2 December 2020
Scalabrini argued that the provisions left many asylum seekers vulnerable to being deported to countries where they would face persecution or threats to their lives.
The Department of Home Affairs has been interdicted from implementing laws which sought to return asylum seekers to their home countries if they were 30 days late in renewing a permit or visa.
The interdict, handed down by Judge Elizabeth Baartman in the Western Cape High Court this week, has been hailed as a victory for asylum seekers in South Africa.
The Scalabrini Centre in Cape Town and the Consortium for Refugees and Migrants in South Africa (admitted as a friend of the court), in an urgent application argued that provisions of the Refugees Act and new Regulations — both implemented on 1 January 2020 — left many asylum seekers vulnerable to being deported to countries where they would face persecution or threats to their lives.
These provisions are commonly referred to as the “abandonment provisions” which state that a visa/permit must be deemed abandoned if it is not renewed within one month of it expiring.
If asylum seekers do not renew their permits in time, their asylum applications are deemed to be abandoned.
Those with valid or undecided claims for asylum are then arrested and deported, unless they have “compelling reasons” why they could not renew their permit following the lapse. The committee dealing with these representations does not inquire into the reasons relied upon for asylum.
Scalabrini, in its argument, said this went against the principle of the right of non-return, enshrined in the Act . The Act states that no persons may be refused entry or be expelled from South Africa if they are compelled to return to a country where they may be subjected to persecution or physical threat.
Scalabrini and other refugee protection organisations lobbied against the new provisions before they were enacted. The issue came to head in March 2020 when Home Affairs circulated a power-point presentation for a parliamentary briefing (later cancelled because of Covid-19) showing that it had already dealt with 394 cases of abandonment.
During the hearing, Home Affairs attempted unsuccessfully to suppress several affidavits detailing the personal stories of asylum seekers.
One, a matric learner born in South Africa to a Somalian couple, said her permit expired on 26 December 2019. The office was closed on that day and when she went the following day she was told: “Somalians are only assisted on Thursdays.”
When she went back early in 2020, she was told that her application had been deemed abandoned.
A Kenyan mother told how her daughter was in hospital with Guillain-Barre syndrome when the family’s permits expired.

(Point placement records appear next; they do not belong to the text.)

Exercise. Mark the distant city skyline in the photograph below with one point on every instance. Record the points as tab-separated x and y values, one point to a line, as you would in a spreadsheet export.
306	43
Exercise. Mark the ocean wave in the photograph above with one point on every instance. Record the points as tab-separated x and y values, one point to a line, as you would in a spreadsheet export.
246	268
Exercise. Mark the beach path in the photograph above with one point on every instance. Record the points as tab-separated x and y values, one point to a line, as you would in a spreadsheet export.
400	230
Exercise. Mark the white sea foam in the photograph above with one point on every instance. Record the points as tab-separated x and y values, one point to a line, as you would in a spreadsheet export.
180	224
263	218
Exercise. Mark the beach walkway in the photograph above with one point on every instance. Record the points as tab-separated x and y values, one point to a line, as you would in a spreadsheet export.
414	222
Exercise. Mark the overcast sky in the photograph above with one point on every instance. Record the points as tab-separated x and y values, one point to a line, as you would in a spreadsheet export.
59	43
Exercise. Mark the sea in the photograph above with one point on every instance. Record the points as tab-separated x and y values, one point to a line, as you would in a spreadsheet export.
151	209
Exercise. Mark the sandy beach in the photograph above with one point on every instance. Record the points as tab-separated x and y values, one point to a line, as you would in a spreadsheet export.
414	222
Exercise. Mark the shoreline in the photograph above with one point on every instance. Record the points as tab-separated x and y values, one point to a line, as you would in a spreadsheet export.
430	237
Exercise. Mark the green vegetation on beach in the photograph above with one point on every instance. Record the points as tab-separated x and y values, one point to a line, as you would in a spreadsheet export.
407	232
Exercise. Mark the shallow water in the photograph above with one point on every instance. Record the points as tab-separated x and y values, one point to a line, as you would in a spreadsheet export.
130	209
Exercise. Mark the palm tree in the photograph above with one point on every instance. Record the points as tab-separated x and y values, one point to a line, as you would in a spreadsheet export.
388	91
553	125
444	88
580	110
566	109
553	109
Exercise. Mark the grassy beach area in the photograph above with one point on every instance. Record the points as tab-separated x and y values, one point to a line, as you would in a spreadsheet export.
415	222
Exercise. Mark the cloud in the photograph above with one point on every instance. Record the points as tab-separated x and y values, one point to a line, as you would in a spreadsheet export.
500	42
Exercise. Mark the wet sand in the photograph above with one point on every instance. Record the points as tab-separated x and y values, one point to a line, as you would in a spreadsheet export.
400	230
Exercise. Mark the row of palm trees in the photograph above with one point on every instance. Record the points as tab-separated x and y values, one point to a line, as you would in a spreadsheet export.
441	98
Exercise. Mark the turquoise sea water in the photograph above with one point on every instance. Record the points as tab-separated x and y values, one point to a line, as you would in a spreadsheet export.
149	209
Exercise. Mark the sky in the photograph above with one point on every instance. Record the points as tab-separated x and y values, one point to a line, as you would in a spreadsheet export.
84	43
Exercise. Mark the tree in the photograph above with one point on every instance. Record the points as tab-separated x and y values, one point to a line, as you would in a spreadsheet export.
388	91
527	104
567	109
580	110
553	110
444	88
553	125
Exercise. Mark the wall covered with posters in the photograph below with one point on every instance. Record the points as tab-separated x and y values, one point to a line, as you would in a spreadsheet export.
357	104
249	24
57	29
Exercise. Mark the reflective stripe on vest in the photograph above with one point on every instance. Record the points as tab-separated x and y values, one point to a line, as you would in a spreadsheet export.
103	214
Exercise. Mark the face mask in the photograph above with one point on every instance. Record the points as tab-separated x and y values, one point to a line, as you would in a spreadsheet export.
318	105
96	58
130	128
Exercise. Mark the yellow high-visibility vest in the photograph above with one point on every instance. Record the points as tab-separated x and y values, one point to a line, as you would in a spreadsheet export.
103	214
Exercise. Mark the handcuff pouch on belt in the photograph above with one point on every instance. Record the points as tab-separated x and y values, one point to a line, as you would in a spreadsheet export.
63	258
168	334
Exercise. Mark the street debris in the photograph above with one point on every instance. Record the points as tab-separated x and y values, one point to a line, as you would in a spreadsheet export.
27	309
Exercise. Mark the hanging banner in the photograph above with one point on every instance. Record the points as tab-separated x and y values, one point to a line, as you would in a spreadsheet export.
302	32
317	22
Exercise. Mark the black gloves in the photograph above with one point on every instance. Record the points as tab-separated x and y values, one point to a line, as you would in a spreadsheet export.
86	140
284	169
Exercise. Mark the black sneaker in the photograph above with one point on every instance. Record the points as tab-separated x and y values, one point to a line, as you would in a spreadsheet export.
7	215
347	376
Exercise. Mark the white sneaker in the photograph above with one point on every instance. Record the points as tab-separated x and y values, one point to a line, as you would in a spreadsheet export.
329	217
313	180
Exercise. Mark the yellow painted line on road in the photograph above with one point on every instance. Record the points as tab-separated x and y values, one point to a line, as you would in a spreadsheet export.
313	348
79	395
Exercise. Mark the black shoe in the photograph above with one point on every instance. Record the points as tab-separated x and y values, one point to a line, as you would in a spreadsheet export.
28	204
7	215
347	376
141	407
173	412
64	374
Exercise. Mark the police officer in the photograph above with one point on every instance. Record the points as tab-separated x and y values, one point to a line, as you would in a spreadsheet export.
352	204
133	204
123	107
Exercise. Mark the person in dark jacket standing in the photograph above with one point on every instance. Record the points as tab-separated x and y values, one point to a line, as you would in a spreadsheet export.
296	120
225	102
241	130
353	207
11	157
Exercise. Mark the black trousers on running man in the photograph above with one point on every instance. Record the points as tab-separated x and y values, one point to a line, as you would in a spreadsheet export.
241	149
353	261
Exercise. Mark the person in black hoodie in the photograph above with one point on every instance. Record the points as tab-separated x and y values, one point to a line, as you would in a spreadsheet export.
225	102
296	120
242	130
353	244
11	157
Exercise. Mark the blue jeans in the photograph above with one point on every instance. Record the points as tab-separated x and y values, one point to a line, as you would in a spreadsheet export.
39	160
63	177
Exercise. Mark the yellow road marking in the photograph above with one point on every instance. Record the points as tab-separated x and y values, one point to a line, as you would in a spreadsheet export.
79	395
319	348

A woman from Ethiopia said she couldn’t renew her permit because her son was ill. She tried several times to sort out the situation but the queues were always too long. She paid an “overstay fine” (as was provided for before January 2020) but was then advised this year that her application had been abandoned.
Home Affairs, in its submissions, said the applicants were “speculating” when they said hundreds of asylum seekers permits/visas would potentially be deemed abandoned and they would face deportation in violation of the right to non-return.
Judge Baartman said there was no merit to this and that the proof was in the affidavits and the department’s own powerpoint presentation. “The real possibility of one person being returned in these circumstances would tip the balance of convenience in favour of granting the interim relief,” said Baartman.
She said Home Affairs took the attitude that if harm eventuated, the asylum seeker only had him or herself to blame. “This is an unfortunate attitude. The right to non-return is also part of our law … This application does not involve imaginary victims. It involves asylum seekers who through no fault on their part, or some through delinquency, failed to renew their visas within 30 days of their expiry and whose applications are then deemed abandoned,” said Baartman.
The interdict will operate until the outcome of a main application - which will possibly take some years to be finalised - to determine whether or not the laws are constitutional.